Now that we’ve juxtaposed the Scrum Master role with that of a Project Manager, let’s discuss why both roles seem like they are being treated as synonymous. The following factors are at play:

  • Project Manager is a Well Understood Role

  • Project managers have existed in organizations for decades. To give you some perspective, the Project Management Institute was founded in 1969. Project management is taught all around the world, and has applications outside of IT and software development. Go up to any person on the street and ask them what a project manager does and they’ll likely be able to give you a semblance of a coherent answer. People know what project managers are supposed to do. Which leads me to our next item…

  • Scrum Master is Not (Yet) a Well Understood Role

  • The Scrum Master role is nowhere near as long-lived as that of Project Manager. Nor is it as widely understood. Ask that same “person on the street” what a Scrum Master does and you might get a laugh. You might also get some discussion of rugby. The role sounds somewhat mystical in nature. When I describe the role to someone who has no idea what it is, I often describe it as a person who works with people and teams to build great products. I sometimes gravitate to the phase “team-building.” I think it’s a good differentiator between Scrum Master and Project Manager.

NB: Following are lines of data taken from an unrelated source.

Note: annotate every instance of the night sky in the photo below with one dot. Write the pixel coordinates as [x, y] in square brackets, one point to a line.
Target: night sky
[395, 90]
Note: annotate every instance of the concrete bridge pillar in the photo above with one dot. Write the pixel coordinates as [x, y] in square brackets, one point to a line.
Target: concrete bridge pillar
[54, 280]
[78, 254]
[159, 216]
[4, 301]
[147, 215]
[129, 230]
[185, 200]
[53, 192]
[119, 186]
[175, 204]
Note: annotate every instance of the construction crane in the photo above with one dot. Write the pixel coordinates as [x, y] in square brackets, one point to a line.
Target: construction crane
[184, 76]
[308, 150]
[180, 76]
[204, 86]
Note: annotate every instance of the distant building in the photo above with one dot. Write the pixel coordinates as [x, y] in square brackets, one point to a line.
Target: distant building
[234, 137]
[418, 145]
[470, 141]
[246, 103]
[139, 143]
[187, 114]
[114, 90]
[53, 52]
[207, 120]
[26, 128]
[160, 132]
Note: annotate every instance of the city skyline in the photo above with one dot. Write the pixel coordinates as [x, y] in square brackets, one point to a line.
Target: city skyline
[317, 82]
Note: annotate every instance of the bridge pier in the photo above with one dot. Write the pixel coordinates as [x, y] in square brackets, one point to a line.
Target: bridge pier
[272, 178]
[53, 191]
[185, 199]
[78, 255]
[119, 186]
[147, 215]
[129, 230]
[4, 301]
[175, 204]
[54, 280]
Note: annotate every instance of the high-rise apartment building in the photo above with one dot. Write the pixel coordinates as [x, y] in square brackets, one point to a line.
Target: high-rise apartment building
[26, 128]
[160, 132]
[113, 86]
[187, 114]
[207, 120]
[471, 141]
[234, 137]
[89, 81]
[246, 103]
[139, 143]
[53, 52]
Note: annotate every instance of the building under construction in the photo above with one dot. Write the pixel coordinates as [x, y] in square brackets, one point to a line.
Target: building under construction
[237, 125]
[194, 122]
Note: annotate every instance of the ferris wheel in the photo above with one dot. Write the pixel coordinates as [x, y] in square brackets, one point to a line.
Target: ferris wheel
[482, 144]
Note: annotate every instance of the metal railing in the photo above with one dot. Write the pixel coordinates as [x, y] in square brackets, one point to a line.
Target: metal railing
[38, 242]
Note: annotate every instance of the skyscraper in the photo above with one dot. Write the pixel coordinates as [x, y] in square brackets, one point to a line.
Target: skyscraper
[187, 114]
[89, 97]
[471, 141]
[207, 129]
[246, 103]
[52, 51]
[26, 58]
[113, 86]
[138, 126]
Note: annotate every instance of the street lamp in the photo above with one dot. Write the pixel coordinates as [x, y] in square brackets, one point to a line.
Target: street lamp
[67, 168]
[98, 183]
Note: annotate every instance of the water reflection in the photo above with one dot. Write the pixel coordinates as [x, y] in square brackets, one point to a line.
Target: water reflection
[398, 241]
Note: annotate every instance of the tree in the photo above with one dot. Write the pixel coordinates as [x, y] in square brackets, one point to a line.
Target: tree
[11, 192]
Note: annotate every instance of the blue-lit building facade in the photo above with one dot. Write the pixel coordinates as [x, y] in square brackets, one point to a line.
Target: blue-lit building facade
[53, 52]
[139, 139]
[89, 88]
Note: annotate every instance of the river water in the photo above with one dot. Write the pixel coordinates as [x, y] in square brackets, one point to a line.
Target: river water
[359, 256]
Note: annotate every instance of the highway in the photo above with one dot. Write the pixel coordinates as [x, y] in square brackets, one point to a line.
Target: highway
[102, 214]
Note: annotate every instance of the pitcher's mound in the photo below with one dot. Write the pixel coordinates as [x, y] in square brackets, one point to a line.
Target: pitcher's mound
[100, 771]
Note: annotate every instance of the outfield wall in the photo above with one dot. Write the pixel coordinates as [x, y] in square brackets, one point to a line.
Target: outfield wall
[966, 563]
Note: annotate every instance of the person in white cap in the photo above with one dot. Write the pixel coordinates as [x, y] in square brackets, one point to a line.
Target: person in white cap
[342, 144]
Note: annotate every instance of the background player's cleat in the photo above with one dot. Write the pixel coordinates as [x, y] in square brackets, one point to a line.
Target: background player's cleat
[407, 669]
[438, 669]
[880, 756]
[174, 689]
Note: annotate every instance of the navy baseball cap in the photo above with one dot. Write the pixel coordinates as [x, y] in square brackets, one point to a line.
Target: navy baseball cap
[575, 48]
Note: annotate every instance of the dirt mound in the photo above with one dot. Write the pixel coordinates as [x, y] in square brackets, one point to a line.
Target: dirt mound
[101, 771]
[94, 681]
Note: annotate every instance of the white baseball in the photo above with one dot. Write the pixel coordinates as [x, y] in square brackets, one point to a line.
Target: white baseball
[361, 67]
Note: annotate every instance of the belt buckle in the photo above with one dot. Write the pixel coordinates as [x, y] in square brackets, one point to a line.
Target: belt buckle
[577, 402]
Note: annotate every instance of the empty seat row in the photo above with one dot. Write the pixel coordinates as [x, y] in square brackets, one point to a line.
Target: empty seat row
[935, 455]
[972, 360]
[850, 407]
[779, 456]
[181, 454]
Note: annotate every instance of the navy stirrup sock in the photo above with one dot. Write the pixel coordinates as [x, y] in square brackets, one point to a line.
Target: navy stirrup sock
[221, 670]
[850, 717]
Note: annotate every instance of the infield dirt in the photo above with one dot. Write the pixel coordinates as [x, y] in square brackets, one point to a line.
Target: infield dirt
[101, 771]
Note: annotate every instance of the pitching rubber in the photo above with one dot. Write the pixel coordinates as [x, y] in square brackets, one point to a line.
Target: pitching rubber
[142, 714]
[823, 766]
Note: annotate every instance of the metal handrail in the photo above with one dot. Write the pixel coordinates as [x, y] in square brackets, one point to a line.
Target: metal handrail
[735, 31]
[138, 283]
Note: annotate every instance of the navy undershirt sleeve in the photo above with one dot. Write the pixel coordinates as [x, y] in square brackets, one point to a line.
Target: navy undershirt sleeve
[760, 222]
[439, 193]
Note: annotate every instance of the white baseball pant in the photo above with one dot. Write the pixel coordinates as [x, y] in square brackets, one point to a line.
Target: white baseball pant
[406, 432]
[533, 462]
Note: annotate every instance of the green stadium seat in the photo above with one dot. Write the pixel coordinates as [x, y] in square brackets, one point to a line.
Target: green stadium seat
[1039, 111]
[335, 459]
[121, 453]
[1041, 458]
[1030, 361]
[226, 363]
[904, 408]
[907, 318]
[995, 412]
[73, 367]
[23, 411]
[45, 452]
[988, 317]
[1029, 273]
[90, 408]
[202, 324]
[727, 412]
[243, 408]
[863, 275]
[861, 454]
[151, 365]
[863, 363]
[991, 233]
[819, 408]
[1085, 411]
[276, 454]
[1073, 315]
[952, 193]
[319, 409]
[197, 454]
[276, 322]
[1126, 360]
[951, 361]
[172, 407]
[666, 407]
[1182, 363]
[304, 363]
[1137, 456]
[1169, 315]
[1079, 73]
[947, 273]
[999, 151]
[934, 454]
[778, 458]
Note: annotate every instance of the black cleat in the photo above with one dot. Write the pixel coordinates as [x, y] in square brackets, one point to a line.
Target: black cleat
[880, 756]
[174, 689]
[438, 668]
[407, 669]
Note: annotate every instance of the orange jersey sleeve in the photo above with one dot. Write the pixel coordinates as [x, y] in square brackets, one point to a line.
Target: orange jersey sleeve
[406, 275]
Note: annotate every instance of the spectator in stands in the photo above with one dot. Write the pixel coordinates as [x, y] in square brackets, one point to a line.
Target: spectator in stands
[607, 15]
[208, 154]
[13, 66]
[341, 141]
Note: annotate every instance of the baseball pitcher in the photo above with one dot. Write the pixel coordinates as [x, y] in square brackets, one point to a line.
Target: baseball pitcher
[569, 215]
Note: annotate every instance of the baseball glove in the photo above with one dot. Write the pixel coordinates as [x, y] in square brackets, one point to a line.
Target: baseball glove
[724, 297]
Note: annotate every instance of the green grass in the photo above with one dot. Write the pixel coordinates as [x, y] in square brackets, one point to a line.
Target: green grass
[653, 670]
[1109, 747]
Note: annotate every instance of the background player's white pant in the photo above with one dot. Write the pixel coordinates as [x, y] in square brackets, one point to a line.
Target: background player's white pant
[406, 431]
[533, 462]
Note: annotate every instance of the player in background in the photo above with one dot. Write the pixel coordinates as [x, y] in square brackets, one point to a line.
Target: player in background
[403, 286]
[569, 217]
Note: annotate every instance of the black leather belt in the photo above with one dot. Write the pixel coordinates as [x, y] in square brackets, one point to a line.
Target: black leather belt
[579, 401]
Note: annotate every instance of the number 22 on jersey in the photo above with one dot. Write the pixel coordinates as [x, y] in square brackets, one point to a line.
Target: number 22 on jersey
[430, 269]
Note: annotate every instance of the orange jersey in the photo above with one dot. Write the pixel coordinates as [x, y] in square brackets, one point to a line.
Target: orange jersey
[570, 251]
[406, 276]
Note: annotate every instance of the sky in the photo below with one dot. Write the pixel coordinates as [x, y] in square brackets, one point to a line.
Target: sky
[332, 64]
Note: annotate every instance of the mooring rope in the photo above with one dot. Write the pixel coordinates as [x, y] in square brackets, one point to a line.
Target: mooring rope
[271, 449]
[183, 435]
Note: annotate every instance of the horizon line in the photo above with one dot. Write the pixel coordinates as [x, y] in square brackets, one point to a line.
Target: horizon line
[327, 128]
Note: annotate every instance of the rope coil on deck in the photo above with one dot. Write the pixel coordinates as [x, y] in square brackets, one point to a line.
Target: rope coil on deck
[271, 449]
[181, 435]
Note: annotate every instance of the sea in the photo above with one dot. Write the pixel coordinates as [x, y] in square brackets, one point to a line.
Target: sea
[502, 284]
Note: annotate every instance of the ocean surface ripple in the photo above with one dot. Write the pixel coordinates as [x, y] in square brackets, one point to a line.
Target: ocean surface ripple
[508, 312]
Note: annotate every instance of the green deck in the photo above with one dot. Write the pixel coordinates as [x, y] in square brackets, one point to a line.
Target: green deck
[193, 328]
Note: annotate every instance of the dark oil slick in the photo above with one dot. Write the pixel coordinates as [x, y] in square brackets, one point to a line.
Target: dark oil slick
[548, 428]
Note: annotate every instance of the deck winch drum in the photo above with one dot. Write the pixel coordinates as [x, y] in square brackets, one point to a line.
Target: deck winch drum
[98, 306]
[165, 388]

  • Companies Already Have Project Managers

  • When companies are exposed to things like Agile, Scrum, and SAFe, they often wonder whether they can shift to that way of working with their current staff, or if they’ll need to hire people for roles that didn’t previously exist. In many Agile transformations, Project Managers are asked to become Scrum Masters. It’s a marriage of convenience for both parties — the company fills the Scrum Master role with someone already on staff, and the Project Manager gets to remain gainfully employed.

  • Blending Terminology

  • If you do a search for jobs on LinkedIn or GlassDoor, you’ll find postings for Scrum Master. But you’ll also likely find a bevy of the following permutations — Iteration Manager, Agile Process Manager, Agile Project Manager, Iteration Lead, Agile Coach, etc. The job descriptions themselves include the phrase “Scrum Master,” but it might not. These job titles often serve for companies to bend the Scrum Master role to fit their own vision of what the role is intended to be. These job titles can also be a way to layer additional responsibilities on — for example, maybe they want someone that has Kanban skills. Or maybe they want a Scrum Master that’s also going to manage people.


Conclusion

Despite what some large consultancies would have you believe, Scrum Masters are not the new Project Managers. While there is undoubtedly some overlap in skill sets, the roles are different enough to warrant their own spots on the organizational chart. As more firms transition to an Agile way of working, there will be a wider awareness of the Scrum Master role and what good Scrum Mastership looks like. This transition will also to a catalyst for some Project Managers to diversify their skill sets and become Scrum Masters. But there will also be opportunities for Project Managers to continue doing what they’ve previously done.